Time since fire and prior fire interval shape woody debris dynamics in obligate‐seeder woodlands

Abstract

AbstractWoody debris plays an important role in many ecosystem functions, including nutrient and carbon cycling, providing substrates for plant recruitment and habitat for fauna. Fires can affect woody debris stocks, through generating new pieces by killing or severing plant parts and consuming pre‐existing woody debris. We develop a model of woody debris dynamics with variation in time since fire and prior fire interval applicable to obligate‐seeder forests and woodlands, considering down woody debris and standing dead trees as discrete components. We then test predictions of change in woody debris derived from this model in Eucalyptus salubris woodlands in South‐Western Australia, using a multi‐century chronosequence with recent fires varying between having short (<50 yr since the previous fire) or long (>50 yr, but often much longer) prior intervals. As per our woody debris dynamics model, most attributes measured were affected by time since fire, prior fire interval, or their interaction. Woody debris biomass was greatest shortly after fire, reflecting high quantities of standing dead trees resulting from stand‐replacement disturbance. Standing dead tree density and biomass then declined with increasing time since fire, but individual dead tree size was high beyond 200 yr since fire.

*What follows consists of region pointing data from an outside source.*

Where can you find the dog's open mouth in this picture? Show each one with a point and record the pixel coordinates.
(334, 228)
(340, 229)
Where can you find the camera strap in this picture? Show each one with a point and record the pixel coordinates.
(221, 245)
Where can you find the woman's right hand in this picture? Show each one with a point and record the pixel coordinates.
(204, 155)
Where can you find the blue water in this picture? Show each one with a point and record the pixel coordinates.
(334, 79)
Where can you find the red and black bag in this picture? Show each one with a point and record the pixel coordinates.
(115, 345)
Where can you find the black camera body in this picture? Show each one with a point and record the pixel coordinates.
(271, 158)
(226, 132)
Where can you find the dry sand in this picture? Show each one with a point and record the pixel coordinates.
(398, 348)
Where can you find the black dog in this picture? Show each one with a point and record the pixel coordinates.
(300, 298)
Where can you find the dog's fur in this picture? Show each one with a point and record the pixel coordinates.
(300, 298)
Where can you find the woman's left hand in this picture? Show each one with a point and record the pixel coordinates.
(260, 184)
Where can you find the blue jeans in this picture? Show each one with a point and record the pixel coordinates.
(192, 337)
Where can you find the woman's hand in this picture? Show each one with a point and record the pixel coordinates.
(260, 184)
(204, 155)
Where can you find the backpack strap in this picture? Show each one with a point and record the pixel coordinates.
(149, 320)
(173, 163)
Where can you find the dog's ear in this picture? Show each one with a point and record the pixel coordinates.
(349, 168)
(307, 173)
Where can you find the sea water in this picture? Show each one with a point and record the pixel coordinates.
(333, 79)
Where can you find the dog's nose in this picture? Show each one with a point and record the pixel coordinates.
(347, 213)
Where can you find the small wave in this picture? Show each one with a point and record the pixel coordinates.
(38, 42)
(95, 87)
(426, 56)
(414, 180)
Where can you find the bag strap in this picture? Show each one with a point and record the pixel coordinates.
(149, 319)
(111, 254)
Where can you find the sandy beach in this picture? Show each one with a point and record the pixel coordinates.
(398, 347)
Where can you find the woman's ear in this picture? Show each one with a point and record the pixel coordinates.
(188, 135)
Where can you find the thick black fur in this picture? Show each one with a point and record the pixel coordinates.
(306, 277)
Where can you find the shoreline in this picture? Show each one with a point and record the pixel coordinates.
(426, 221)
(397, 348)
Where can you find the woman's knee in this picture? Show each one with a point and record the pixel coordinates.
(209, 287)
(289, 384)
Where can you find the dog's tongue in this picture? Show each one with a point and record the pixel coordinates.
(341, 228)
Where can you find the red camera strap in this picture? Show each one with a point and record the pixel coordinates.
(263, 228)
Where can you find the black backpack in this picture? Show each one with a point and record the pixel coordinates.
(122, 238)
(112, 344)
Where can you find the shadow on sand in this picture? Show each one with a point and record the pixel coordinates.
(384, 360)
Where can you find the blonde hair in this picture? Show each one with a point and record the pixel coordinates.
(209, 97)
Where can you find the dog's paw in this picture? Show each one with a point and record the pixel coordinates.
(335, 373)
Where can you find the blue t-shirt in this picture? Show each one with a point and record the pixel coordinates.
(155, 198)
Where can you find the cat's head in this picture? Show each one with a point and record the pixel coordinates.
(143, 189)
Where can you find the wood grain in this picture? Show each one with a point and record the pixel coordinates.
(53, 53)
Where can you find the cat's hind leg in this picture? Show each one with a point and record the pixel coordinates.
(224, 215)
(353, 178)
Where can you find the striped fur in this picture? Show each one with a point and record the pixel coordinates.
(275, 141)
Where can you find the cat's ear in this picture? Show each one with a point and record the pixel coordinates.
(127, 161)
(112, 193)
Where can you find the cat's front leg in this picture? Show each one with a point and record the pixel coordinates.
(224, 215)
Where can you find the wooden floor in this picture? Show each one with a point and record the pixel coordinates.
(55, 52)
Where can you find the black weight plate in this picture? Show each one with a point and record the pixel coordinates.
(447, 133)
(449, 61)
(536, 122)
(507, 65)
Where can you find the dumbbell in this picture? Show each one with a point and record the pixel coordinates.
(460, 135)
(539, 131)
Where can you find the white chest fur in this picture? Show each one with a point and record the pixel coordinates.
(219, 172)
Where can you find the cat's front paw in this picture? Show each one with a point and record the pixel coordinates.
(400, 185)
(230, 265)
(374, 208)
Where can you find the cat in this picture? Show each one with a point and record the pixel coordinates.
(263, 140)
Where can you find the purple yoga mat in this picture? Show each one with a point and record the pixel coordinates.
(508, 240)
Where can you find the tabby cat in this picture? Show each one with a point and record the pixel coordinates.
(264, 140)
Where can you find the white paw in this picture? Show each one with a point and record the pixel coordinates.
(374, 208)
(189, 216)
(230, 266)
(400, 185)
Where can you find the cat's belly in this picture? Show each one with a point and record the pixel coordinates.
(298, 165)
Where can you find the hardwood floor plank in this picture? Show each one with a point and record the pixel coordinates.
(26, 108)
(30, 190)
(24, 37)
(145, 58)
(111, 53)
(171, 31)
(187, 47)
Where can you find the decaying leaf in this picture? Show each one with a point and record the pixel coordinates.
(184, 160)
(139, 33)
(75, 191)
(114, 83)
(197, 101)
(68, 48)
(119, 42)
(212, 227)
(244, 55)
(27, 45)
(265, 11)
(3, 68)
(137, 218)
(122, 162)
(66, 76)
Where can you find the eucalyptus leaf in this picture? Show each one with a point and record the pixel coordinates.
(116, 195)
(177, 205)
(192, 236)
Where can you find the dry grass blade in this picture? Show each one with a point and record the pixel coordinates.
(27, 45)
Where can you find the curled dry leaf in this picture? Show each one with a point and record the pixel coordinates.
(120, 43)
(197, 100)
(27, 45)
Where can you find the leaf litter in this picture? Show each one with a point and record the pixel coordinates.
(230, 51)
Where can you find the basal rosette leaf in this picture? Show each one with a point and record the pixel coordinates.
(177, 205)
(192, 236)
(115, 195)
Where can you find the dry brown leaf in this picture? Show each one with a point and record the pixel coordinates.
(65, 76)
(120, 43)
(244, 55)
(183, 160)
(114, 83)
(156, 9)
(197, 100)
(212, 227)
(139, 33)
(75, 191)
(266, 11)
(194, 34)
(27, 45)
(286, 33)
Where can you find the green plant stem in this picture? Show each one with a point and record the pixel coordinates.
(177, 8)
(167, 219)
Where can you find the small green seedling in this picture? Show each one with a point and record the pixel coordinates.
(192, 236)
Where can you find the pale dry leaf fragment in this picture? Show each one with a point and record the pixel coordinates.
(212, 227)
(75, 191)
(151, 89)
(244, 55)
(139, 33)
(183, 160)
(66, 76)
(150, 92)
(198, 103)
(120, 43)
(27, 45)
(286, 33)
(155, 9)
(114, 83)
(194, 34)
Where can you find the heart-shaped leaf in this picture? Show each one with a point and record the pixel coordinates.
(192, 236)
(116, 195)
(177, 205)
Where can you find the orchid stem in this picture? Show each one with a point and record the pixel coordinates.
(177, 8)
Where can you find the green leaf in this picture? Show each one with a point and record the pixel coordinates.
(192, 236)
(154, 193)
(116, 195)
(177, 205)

Down woody debris biomass remained relatively stable with time since fire, but piece size increased. Dimensions of woody debris were strongly influenced by prior fire interval, with long prior intervals resulting in pieces at least twice the size than those occurring after short prior intervals. Fire management to maximize the availability of large woody debris pieces for fauna should aim to minimize short fire intervals, while from a carbon management perspective, all fires in obligate‐seeder forests and woodlands set in train large and prolonged emissions of carbon.